(Business in Cameroon) - At the end of September this year, Cameroon’s public debt was estimated at CFA12,374 billion, 11% higher than in the same period last year. According to the Autonomous Depreciation Fund (CAA), the public entity responsible for managing the public debt, the amount represents almost half the country’s GDP (45.8%).
CAA attributes this increase in public debt mainly to the disbursements made under the IMF-led 2021-24 Economic and Financial Program. This year alone, Cameroon received a loan of CFA114.6 billion from the IMF through the Extended Fund Facility (EFF) and the Extended Credit Facility (ECF). As part of a deal with France, the country also received a loan of CFA45.9 billion, in addition to multiple medium- and long-term government securities issues and fund injections in various projects and programs. The devaluation of the local currency -the CFAF- has also had an impact on the country's debt.
In detail, the public sector debt is made of 92.3% direct central government debt valued at CFA11,426 billion (or 42.3% of GDP), of which CFA8,204 billion is external debt and CFA3,222 billion is domestic debt. Public companies hold 7.6% of the public sector debt (CFA937 billion, or 3.5% of GDP), and decentralized local authorities the remaining amount (CFA10 billion, or 0.04% of GDP).

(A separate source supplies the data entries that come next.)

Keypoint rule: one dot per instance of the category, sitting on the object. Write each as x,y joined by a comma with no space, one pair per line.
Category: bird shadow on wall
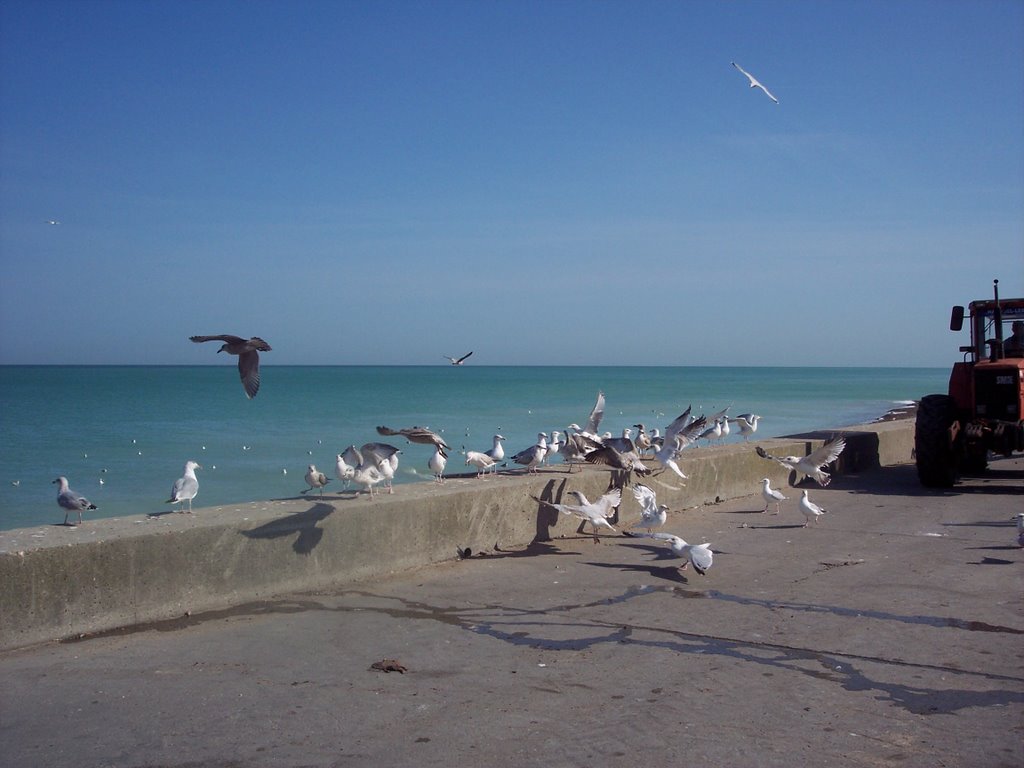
304,524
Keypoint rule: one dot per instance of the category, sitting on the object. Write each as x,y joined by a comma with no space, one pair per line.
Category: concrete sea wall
58,582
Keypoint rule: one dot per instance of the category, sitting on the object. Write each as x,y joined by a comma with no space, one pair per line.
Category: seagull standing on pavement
457,360
70,501
811,510
755,83
698,554
436,464
315,479
770,496
810,465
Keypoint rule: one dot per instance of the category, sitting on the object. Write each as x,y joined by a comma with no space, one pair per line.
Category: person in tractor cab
1013,345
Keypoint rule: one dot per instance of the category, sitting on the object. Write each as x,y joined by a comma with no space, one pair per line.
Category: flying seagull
811,464
652,514
423,435
457,360
185,487
698,554
596,513
755,83
248,356
70,502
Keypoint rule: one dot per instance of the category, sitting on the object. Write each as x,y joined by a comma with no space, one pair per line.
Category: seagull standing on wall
755,83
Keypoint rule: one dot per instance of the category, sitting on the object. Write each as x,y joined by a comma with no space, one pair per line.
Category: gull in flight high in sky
457,360
811,464
248,351
755,83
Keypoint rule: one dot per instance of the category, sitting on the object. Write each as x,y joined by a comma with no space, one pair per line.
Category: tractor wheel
936,457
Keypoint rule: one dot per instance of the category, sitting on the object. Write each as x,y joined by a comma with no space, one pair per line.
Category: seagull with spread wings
457,360
248,351
810,465
755,83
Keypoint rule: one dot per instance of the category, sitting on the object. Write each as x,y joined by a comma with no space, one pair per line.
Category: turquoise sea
134,427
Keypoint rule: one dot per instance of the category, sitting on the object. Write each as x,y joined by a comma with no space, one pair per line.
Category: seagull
367,472
421,435
248,351
482,462
754,82
770,495
343,470
748,424
698,554
811,464
315,479
186,486
532,456
70,502
436,464
457,360
652,514
596,513
678,435
811,510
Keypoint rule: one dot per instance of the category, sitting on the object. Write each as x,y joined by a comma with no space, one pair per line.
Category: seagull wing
596,415
826,454
226,338
647,500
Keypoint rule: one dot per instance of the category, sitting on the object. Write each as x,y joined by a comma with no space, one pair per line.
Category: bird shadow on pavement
303,523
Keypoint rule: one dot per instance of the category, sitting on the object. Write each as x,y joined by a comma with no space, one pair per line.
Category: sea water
122,434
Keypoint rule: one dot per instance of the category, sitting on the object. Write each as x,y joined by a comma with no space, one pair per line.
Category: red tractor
982,412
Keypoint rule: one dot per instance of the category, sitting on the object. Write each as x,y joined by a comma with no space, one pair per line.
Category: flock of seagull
376,463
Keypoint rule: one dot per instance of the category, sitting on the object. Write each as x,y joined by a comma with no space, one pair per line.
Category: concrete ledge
120,571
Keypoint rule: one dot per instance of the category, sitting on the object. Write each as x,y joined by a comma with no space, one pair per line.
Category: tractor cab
982,413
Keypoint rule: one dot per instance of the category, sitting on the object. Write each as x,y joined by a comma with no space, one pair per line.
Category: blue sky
542,182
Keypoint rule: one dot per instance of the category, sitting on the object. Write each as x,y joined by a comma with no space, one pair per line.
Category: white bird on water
315,479
652,514
811,510
185,487
596,513
70,501
755,83
248,351
810,465
698,554
770,496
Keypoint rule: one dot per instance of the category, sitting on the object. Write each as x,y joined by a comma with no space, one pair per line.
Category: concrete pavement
890,634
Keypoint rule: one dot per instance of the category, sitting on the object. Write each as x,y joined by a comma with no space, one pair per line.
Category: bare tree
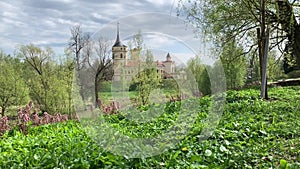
77,42
98,59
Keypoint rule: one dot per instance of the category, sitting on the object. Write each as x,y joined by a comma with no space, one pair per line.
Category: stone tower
169,65
119,55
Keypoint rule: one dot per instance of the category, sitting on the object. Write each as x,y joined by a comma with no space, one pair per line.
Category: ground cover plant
252,133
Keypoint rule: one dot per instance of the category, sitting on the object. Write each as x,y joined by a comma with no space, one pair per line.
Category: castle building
125,68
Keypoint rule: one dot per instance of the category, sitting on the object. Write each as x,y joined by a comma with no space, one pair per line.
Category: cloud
48,22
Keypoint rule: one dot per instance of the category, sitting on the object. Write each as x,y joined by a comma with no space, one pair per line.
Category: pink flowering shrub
4,126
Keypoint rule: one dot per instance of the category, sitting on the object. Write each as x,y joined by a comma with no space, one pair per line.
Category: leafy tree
49,82
234,67
97,54
147,80
200,73
13,90
224,21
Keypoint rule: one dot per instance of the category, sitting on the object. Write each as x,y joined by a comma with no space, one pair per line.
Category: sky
48,23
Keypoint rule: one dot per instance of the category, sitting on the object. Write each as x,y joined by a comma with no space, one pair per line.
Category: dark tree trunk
290,25
96,92
296,45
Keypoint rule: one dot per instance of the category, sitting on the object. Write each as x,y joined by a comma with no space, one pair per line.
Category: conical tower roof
118,43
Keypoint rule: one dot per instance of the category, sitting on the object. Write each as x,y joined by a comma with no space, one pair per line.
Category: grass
252,133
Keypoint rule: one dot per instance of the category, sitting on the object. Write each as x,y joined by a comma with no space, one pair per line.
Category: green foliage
200,73
234,65
147,80
50,82
252,133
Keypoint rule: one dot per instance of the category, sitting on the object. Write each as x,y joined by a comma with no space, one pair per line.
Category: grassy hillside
251,134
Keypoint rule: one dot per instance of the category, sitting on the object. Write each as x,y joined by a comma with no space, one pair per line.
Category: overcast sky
48,22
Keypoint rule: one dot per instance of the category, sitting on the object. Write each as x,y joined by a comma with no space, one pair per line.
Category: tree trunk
296,45
290,25
96,92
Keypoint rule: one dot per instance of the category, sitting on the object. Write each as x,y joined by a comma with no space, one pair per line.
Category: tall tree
46,79
234,67
13,90
239,20
148,79
99,60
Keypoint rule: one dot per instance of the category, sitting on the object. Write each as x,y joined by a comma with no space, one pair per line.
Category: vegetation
252,133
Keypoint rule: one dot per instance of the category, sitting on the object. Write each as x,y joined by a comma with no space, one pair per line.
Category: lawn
252,133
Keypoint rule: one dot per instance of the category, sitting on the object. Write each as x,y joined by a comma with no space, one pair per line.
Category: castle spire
118,42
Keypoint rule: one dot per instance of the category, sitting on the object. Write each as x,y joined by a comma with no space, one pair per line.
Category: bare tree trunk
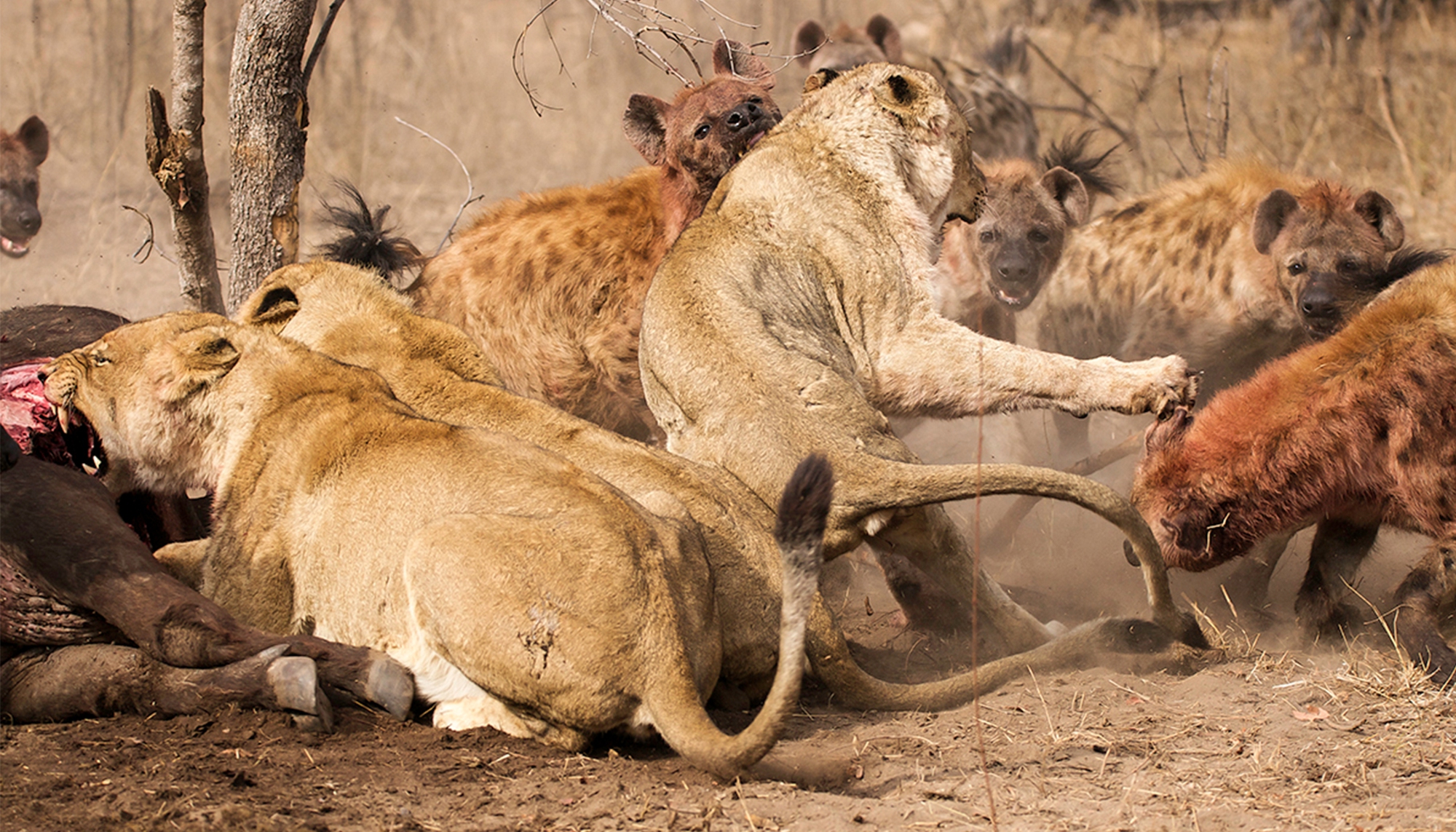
267,116
175,157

Although it seems huge, Cameroon’s debt remains sustainable and below the threshold accepted within the Cemac region (70% of GDP), CCA indicated. But “There is a high risk of external debt distress due to low export and fiscal revenues. This situation is a major concern that calls for a prudent debt policy and economic policy measures to restore a sound economic environment. As for the domestic debt, it would not create a particular vulnerability, thanks to the escrow mechanism," the agency said.